Cuando Abraham llegó a casa, Paulette todavía estaba en su cama. Y mientras, sentado a su lado sin desvestirse, él buscaba las palabras para explicarle que había llegado el momento de que se fuese, ella le dijo que estaba embarazada. Luego se deshizo en lágrimas, no porque temiese la deshonra, sino porque temía el propio nacimiento. Cuatro años antes había concebido un hijo ilegítimo y, durante el embarazo, las hemorragias casi la habían llevado a la tumba. Le contó todo esto a Abraham, llorando de miedo. Y él, avergonzado de haberse irritado interiormente por la debilidad de ella, se tendió en la cama, atrayéndola hacia sí y abrazándola para reconfortarla. Pronto comenzaron de nuevo la apasionada actividad amorosa durante la cual les habían interrumpido unas horas antes.
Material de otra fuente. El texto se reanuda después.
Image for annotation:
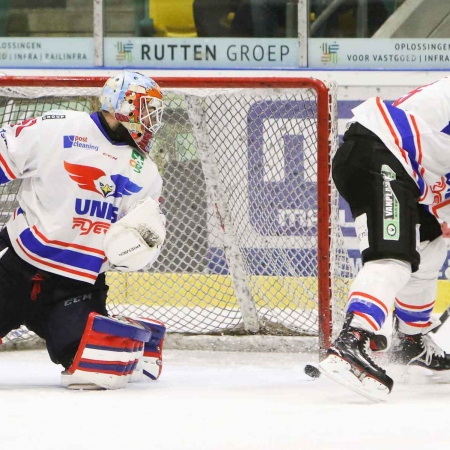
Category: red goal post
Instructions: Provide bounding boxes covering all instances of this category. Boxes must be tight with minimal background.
[0,75,353,356]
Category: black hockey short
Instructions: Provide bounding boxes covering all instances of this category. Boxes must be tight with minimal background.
[0,229,108,368]
[332,123,442,272]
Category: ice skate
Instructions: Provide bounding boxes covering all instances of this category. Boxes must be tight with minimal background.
[319,315,394,401]
[61,370,105,391]
[389,332,450,382]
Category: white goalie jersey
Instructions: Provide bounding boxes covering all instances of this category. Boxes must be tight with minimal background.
[0,111,162,283]
[352,77,450,222]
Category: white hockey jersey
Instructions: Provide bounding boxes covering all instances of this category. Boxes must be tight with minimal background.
[352,77,450,222]
[0,110,162,283]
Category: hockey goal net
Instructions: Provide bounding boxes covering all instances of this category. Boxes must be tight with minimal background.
[0,76,352,349]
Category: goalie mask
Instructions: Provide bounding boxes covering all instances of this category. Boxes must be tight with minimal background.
[100,71,164,153]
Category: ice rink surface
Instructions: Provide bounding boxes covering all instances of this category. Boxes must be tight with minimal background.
[0,324,450,450]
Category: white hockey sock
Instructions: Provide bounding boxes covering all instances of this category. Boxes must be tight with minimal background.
[347,259,411,332]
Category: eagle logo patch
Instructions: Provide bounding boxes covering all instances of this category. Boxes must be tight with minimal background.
[64,161,142,198]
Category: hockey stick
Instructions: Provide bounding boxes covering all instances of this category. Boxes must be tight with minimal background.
[431,306,450,333]
[431,267,450,333]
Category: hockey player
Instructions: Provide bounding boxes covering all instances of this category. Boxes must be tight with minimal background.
[0,71,165,389]
[319,78,450,400]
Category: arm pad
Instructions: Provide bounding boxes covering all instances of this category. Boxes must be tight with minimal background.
[103,197,166,272]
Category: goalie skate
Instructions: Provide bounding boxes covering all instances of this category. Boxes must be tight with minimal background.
[389,332,450,383]
[319,317,394,401]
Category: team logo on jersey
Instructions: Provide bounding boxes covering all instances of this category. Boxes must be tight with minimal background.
[64,161,142,198]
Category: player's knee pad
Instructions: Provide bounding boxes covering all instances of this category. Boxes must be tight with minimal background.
[63,312,151,389]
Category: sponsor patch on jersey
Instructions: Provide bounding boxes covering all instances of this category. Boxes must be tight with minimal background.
[42,114,66,120]
[63,135,98,152]
[381,164,400,241]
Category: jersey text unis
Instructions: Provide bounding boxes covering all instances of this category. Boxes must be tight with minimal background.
[0,110,162,284]
[352,77,450,222]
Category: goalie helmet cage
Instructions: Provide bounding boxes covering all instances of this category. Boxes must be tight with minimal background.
[0,76,353,354]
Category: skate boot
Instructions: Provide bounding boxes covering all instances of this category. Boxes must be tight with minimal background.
[319,314,394,401]
[390,331,450,376]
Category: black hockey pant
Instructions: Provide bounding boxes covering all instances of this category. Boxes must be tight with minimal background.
[332,123,442,272]
[0,229,108,368]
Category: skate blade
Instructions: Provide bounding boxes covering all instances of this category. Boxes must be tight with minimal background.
[65,383,106,391]
[319,355,389,402]
[61,371,106,391]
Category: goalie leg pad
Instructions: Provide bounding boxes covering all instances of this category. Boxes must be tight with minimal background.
[63,312,151,389]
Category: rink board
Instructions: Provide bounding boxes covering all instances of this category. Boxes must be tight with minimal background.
[108,272,450,313]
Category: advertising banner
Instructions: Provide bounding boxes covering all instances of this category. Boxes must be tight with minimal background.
[308,38,450,70]
[104,38,298,69]
[0,37,94,67]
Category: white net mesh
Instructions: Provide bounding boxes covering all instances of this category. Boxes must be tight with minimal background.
[0,80,352,350]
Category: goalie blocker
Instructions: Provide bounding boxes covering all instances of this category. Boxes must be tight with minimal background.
[103,197,166,272]
[61,312,166,389]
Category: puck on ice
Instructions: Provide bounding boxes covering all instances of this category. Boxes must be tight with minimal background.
[305,364,320,378]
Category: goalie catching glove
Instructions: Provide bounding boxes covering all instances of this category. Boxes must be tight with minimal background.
[103,197,166,272]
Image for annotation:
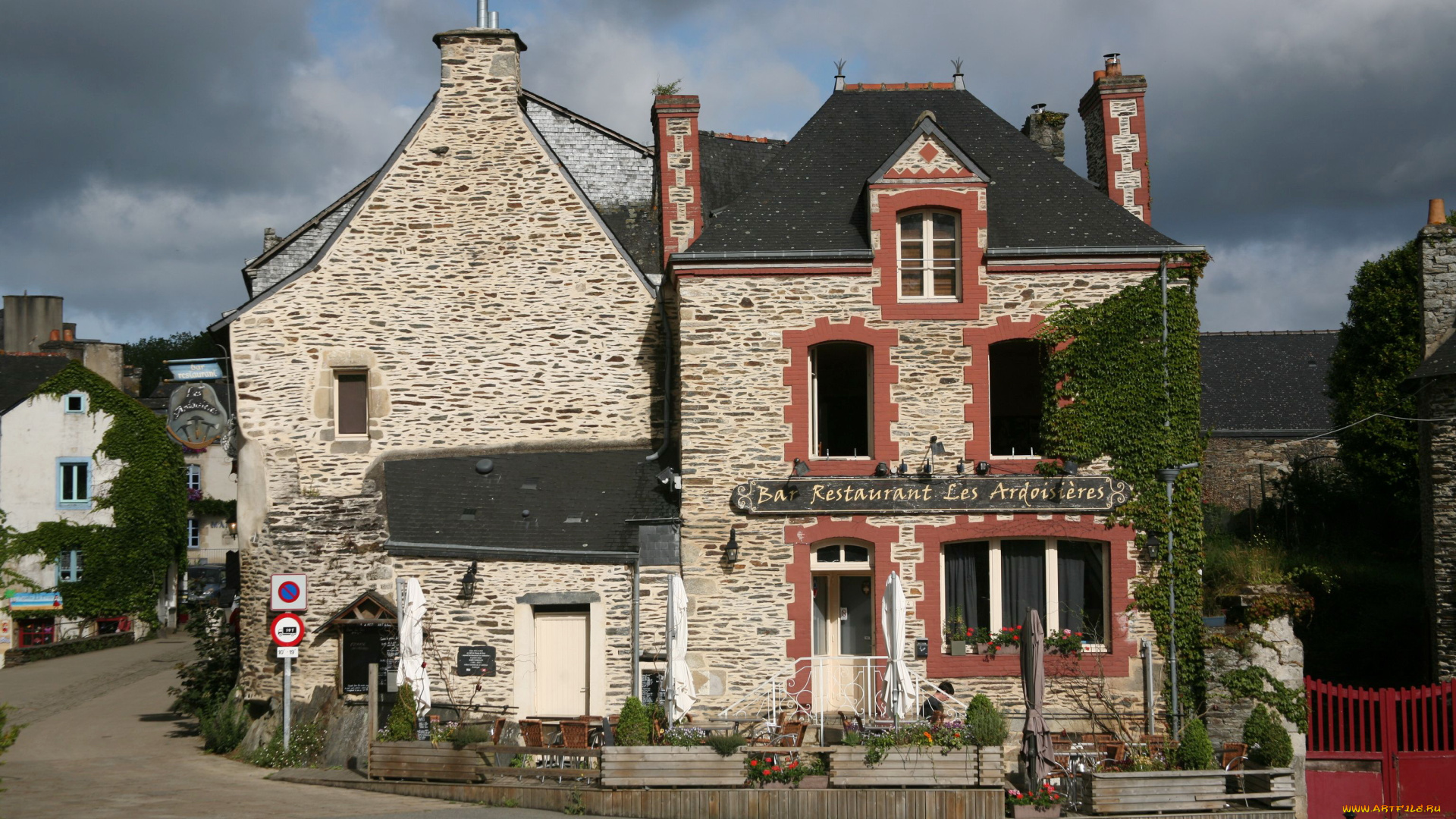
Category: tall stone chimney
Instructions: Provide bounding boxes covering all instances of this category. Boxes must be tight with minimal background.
[1078,54,1153,224]
[652,95,703,270]
[435,28,526,112]
[1420,199,1456,359]
[1021,102,1067,162]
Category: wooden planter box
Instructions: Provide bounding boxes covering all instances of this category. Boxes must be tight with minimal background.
[1082,771,1226,813]
[1228,762,1294,808]
[369,742,481,783]
[601,745,761,789]
[828,746,1005,789]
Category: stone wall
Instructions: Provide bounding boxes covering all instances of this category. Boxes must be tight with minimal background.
[230,30,661,698]
[1201,436,1339,512]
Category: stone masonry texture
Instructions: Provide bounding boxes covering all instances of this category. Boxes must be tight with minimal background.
[230,32,661,693]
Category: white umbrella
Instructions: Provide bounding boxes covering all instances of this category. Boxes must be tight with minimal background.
[667,574,698,718]
[399,577,429,716]
[880,571,916,718]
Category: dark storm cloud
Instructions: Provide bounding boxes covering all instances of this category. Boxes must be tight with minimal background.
[0,0,1456,338]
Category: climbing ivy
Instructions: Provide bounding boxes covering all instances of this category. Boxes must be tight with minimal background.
[1038,253,1207,713]
[19,362,188,625]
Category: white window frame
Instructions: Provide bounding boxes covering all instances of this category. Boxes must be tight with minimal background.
[329,367,370,440]
[810,338,875,460]
[55,549,86,586]
[940,535,1112,651]
[55,457,96,509]
[896,207,964,303]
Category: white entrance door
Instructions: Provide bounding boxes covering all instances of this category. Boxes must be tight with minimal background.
[536,612,588,717]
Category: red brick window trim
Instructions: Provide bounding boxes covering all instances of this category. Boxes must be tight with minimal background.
[869,182,987,321]
[915,514,1138,678]
[783,316,900,475]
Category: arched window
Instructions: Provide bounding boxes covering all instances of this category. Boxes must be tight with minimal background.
[810,341,875,457]
[987,338,1046,457]
[900,210,961,302]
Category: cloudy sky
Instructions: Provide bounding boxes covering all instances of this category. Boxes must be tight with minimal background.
[0,0,1456,341]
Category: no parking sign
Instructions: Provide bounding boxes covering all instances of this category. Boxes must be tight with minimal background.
[268,574,309,612]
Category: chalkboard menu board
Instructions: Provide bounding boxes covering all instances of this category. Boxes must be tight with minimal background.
[456,645,495,676]
[342,625,399,694]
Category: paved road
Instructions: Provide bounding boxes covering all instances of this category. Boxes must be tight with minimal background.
[0,637,560,819]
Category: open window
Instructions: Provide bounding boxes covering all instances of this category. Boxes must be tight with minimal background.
[810,341,874,457]
[334,370,369,438]
[987,338,1046,457]
[900,210,961,302]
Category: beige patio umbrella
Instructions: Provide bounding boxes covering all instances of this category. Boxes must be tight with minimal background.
[1021,609,1056,791]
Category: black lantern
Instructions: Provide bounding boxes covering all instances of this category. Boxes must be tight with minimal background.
[460,560,478,601]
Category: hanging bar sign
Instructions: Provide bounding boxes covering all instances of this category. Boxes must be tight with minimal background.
[733,475,1133,514]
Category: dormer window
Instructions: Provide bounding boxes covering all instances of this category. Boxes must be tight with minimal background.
[900,210,961,302]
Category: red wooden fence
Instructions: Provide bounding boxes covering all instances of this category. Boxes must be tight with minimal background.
[1304,678,1456,816]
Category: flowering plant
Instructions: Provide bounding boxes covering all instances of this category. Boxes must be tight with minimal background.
[1006,784,1062,808]
[1046,628,1082,657]
[744,754,808,786]
[986,625,1021,657]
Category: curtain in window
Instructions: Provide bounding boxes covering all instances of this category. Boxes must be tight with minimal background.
[1057,541,1105,642]
[943,541,992,628]
[1002,541,1046,626]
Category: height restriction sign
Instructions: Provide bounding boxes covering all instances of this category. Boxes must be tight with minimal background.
[268,612,304,645]
[268,574,309,612]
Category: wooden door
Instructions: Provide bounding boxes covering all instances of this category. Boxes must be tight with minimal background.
[536,612,588,717]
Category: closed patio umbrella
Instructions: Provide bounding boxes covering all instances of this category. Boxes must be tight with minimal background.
[667,574,698,720]
[399,577,429,717]
[1021,609,1056,790]
[880,571,916,720]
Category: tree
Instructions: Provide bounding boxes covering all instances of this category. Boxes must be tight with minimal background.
[122,331,224,398]
[1328,239,1421,551]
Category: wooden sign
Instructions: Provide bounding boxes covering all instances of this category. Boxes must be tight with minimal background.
[733,475,1133,514]
[456,645,495,676]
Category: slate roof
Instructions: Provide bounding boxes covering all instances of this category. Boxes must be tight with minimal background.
[1405,337,1456,381]
[0,354,71,414]
[384,449,677,561]
[682,89,1176,258]
[1198,329,1338,438]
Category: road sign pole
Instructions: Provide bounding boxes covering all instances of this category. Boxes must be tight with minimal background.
[282,657,293,751]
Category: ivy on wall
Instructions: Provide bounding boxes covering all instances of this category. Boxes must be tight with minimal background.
[17,362,188,625]
[1038,255,1207,713]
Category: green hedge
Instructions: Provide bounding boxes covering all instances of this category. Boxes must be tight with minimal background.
[5,631,136,666]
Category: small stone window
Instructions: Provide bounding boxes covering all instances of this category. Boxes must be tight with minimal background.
[900,210,961,302]
[334,370,369,438]
[987,338,1046,457]
[810,341,875,459]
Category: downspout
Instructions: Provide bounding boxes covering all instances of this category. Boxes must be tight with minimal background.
[646,290,673,460]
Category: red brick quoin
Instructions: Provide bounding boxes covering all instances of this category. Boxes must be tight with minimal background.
[908,514,1138,678]
[783,316,900,475]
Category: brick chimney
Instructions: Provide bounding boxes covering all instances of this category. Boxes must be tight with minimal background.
[435,28,526,112]
[1078,54,1153,224]
[652,95,703,268]
[1021,102,1067,162]
[1420,199,1456,359]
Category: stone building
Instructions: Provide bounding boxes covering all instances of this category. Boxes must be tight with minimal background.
[221,29,1201,740]
[1410,199,1456,682]
[1198,329,1339,513]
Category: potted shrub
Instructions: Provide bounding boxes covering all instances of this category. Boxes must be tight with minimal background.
[945,606,965,657]
[1006,784,1062,819]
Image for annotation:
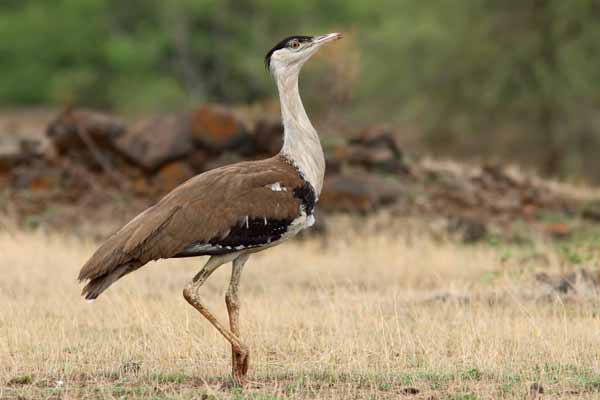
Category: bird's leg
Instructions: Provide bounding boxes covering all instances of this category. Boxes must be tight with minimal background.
[225,255,250,386]
[183,254,248,379]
Al llegar al clímax, Abraham tuvo la sensación de que le abrían el pecho y las entrañas, como si Dios hubiera bajado hasta él y estuviera arrancándole partes de su cuerpo para en verdad hacer a su hijo con la carne de su padre.

Durante el resto de la noche, Abraham se acercó a Paulette en todos los sentidos, haciendo el amor con ella una y otra vez. Cuando por fin despuntó el día y ella se preparaba para marcharse, le dio la pócima que una vieja matrona le había suministrado para este tipo de emergencias. Una pócima que tenía el poder de llegar hasta lo más profundo del útero de una mujer y acabar con la criatura que creciese dentro.